L’oral est une communication faite de compromis. Pas le temps de réfléchir à ses répliques. L’on voudrait croire que le langage parlé est le reflet fidèle de sa pensée, cependant même si c’était le cas, ce serait déjà négliger l’évidence que ce langage n’a pas la même signification à réception par un autre esprit ; nous devons le lui adapter, c’est-à-dire introduire une seconde réflexion par-dessus celle qui a produit la pensée, ce qui rend le processus encore moins instantané.
En pratique dans une conversation, pour rester dans un débit de communication raisonnable, on a affaire, de part et d’autre, à des automatismes pour l’essentiel, et il est merveilleux d’apprécier, chez certains, une bibliothèque si gigantesque d’automatismes, tirés d’une mémoire infaillible, qu’on a l’impression de n’en avoir jamais entendu aucun.

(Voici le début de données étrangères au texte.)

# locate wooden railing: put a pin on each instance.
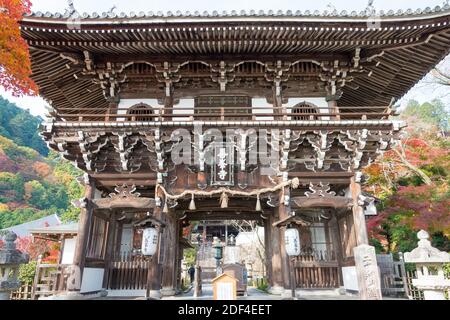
(222, 114)
(317, 270)
(131, 274)
(23, 293)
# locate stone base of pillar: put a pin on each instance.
(166, 292)
(278, 290)
(287, 293)
(154, 295)
(76, 295)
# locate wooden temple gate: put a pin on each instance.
(289, 110)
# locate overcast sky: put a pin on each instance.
(37, 105)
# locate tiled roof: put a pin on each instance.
(252, 13)
(23, 230)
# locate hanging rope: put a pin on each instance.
(225, 194)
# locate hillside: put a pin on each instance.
(21, 127)
(33, 181)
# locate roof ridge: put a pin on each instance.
(243, 13)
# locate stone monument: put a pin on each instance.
(10, 260)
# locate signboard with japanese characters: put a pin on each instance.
(222, 173)
(292, 242)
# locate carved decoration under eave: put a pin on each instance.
(225, 74)
(124, 145)
(125, 197)
(168, 73)
(90, 145)
(320, 196)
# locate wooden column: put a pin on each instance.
(268, 249)
(337, 245)
(154, 272)
(283, 212)
(170, 249)
(277, 285)
(359, 219)
(84, 224)
(333, 107)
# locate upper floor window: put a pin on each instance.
(305, 111)
(142, 111)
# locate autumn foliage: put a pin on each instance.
(412, 183)
(15, 66)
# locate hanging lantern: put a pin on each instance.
(192, 204)
(166, 208)
(371, 209)
(258, 203)
(292, 241)
(149, 241)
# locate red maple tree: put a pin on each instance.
(15, 66)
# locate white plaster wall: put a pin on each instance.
(68, 250)
(258, 103)
(350, 278)
(92, 280)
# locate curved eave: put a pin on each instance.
(251, 16)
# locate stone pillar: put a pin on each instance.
(170, 237)
(429, 263)
(359, 219)
(369, 284)
(10, 260)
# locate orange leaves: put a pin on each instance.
(41, 168)
(15, 66)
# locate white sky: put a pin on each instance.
(37, 105)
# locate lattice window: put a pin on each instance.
(223, 107)
(141, 110)
(304, 111)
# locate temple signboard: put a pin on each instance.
(222, 173)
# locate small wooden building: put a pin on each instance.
(224, 287)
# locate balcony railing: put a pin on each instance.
(220, 114)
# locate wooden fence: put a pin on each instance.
(128, 275)
(23, 293)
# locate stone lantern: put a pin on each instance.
(10, 259)
(429, 262)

La conversation semble d’autant plus inépuisable que l’on croise une grande variété de répertoires individuels, si bien que le nombre de combinaisons nous semble infini.
Pourtant, si une machine récoltait et classait tout ce qui est dit, elle pourrait sans doute nous annoncer, même au sujet de la plus originale des phrases, qu’elle a été dite ici et là, voire que des blockbusters tels « Quel temps magnifique ! » et ses séquelles ont été énoncés des nombres inconcevables de fois et comportent moins de signification qu’un clignement de paupière.

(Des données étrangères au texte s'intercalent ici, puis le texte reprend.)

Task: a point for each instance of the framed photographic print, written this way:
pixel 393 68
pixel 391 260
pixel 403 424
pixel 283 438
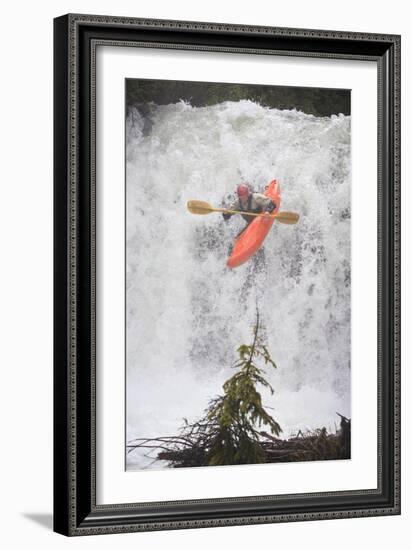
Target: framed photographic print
pixel 227 277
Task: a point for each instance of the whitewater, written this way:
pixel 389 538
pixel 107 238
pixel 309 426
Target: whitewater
pixel 186 312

Ainsi apprécie-t-on sans doute la conversation de façon trop simpliste, comme s’il s’agissait d’un repas plus ou moins gastronomique, alors que sa réussite déclenche des transformations plus profondes et durables dans notre vie que le ravissement des papilles gustatives.
Mais est-elle toujours réussie ? Faut-il converser ?
Aime-t-on tellement peu ses mots qu’on les lâche nus et sans défense, saisis aussitôt par un contradicteur, étripés sans merci, leurs dépouilles défigurées jetées à travers l’assistance, jusqu’à ce qu’ils vous reviennent tellement hideux que vous refusez d’en reconnaître la paternité ?
La peine empêche parfois d’en créer davantage, et les fait garder prudemment à l’abri du vaste garage buccal, les mots dedans à côté des maux de dents, avant de les mettre gentiment au lit… sur la page blanche, toute virginité retrouvée.
Que notre désolation pour les mots saccagés ne nous pousse pas à les retenir ainsi, mais à les envoyer en cohortes mieux organisées, percutantes, polyvalentes, modulables. Equipons-les des béliers du sentiment, qui iront heurter sans merci les murailles de l’indifférence. Parvenons à voir les lèvres s’entrouvrir, les yeux s’éclairer, sur les champs de la conquête.
Parvenu au but, vous pouvez remercier vos braves soldats… et les congédier, car vous vous occuperez seul de l’objectif ultime : quand la langue réussit enfin à communiquer directement avec l’autre langue, les mots ne passent plus.